Complexity of problems are broken down as:
- Minimal problem (eg, nurse removes suture)
- Self-limited or minor problem (eg, benign moles, skin tags, itchy bug bite)
- Stable, chronic illness (eg, psoriasis on treatment)
- Acute, uncomplicated illness or injury (eg, abrasion, impetigo)
- Chronic illness with exacerbation, progression, or treatment side effects (eg, new active lesion of lupus erythematosus)
- Undiagnosed new problem with uncertain prognosis (eg, changing pigmented lesion)
- Acute illness with systemic symptoms (eg, drug-induced exfoliative erythroderma with shaking chills)
- Acute, complicated injury (eg, severe, extensive blistering/sunburns)
- Chronic illness with severe exacerbation, progression, or treatment side effects (eg, dermatomyositis with worsening muscle weakness)
- Acute or chronic illness/injury posing threat to life or function (eg, toxic epidermal necrolysis)
However, Dr Amin shared that some diseases or cases can fall into a few different complexity levels. He cited an example of a patient who presents with a dermatomal vesicular rash that is suspicious for herpes zoster and sampled for polymerase chain reaction. “Does that count as an acute illness or does that count as an undiagnosed new problem? So that’s where there is a little bit of a gray area,” he said.

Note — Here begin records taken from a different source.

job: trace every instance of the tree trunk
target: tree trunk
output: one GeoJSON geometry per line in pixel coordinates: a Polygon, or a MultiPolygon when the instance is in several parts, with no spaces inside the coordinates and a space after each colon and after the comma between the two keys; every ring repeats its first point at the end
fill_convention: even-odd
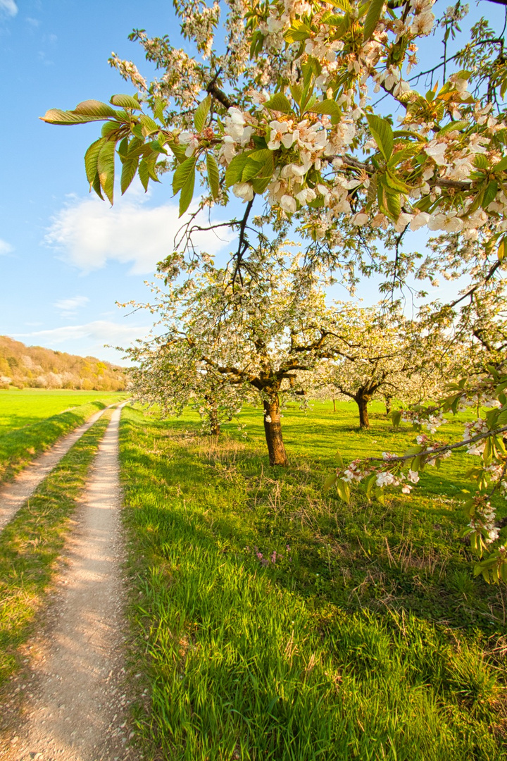
{"type": "Polygon", "coordinates": [[[369,419],[368,418],[368,402],[369,399],[365,398],[362,393],[358,393],[356,396],[356,402],[359,407],[359,424],[360,428],[369,428],[369,419]]]}
{"type": "Polygon", "coordinates": [[[218,436],[220,433],[220,419],[218,417],[218,405],[213,404],[210,409],[210,435],[218,436]]]}
{"type": "Polygon", "coordinates": [[[269,464],[281,465],[286,468],[289,464],[285,453],[282,428],[280,424],[280,403],[278,394],[264,403],[264,431],[269,452],[269,464]]]}

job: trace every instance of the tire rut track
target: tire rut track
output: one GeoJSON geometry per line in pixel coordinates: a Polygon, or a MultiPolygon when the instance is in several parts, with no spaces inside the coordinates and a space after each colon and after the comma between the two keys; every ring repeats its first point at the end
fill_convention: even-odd
{"type": "Polygon", "coordinates": [[[78,508],[59,590],[33,647],[37,655],[29,666],[30,696],[6,738],[5,761],[140,758],[128,747],[125,690],[122,406],[112,413],[78,508]]]}

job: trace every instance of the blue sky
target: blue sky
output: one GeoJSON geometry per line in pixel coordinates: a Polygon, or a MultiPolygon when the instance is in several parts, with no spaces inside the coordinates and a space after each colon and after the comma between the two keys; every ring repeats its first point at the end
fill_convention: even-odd
{"type": "MultiPolygon", "coordinates": [[[[500,27],[501,6],[482,2],[480,10],[500,27]]],[[[38,119],[49,108],[133,92],[109,68],[112,51],[151,78],[128,40],[134,27],[173,39],[179,28],[172,4],[160,0],[0,0],[0,334],[118,361],[104,343],[125,345],[150,328],[149,314],[126,314],[115,302],[145,301],[144,280],[172,250],[178,225],[170,178],[147,196],[139,186],[117,194],[111,209],[88,193],[84,176],[83,156],[99,128],[38,119]]]]}

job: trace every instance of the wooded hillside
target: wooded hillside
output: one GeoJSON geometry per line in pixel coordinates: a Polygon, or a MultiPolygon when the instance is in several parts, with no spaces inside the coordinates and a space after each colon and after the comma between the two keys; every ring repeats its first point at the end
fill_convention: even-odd
{"type": "Polygon", "coordinates": [[[71,388],[122,391],[122,369],[96,357],[78,357],[42,346],[26,346],[0,336],[0,388],[71,388]]]}

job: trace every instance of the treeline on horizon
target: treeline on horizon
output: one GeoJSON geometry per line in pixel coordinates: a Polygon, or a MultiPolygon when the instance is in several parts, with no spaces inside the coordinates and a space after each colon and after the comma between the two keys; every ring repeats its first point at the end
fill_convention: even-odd
{"type": "Polygon", "coordinates": [[[26,346],[0,336],[0,389],[68,388],[85,391],[122,391],[127,377],[122,368],[42,346],[26,346]]]}

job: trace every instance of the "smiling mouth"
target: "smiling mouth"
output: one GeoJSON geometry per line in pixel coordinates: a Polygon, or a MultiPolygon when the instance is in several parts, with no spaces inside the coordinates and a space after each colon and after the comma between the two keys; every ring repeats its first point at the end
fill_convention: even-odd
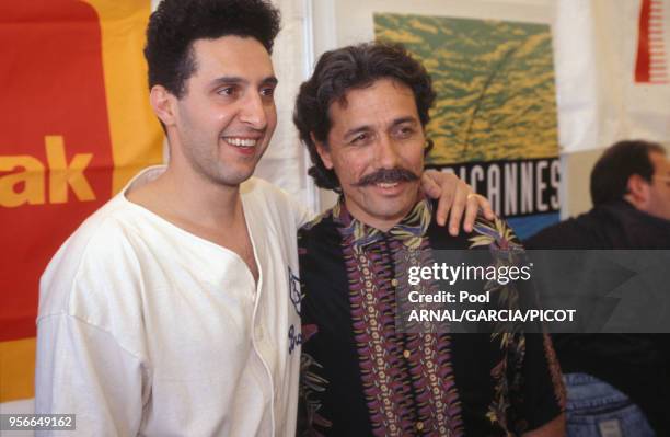
{"type": "Polygon", "coordinates": [[[242,149],[253,149],[258,143],[257,138],[223,137],[223,141],[242,149]]]}
{"type": "Polygon", "coordinates": [[[389,182],[378,182],[374,185],[379,186],[380,188],[393,188],[393,187],[397,186],[397,184],[398,184],[397,182],[391,182],[391,183],[389,183],[389,182]]]}

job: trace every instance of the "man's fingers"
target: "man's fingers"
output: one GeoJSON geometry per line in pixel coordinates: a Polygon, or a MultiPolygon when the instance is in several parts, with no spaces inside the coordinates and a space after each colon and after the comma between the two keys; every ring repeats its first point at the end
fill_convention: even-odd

Dr Amin then discussed several examples, including:
- Acne: patient has stable disease and is to continue treatment (benzoyl peroxide and clindamycin topical, tretinoin topical, and oral spironolactone); this patient would be billed as CPT code 99213
- Eczema: patient presents with a new disease flare and topical steroid potency is increased; this patient would be billed as CPT code 99214
- Psoriasis: patient has stable disease and continues to use clobetasol ointment, but the physician discussed the patient’s obesity and the importance of weight loss, proper diet, and exercise as part of the psoriasis care plan; this patient could be billed as CPT codes 99213 or 99214
Editor's note: this information is not intended to be advice for billing and coding.
Reference
Amin A. Billing & coding: maximize your collections. Presented at: Society of Dermatology Physician Assistants 19th Annual Fall Dermatology Conference; November 4-7, 2021; Los Angeles, CA.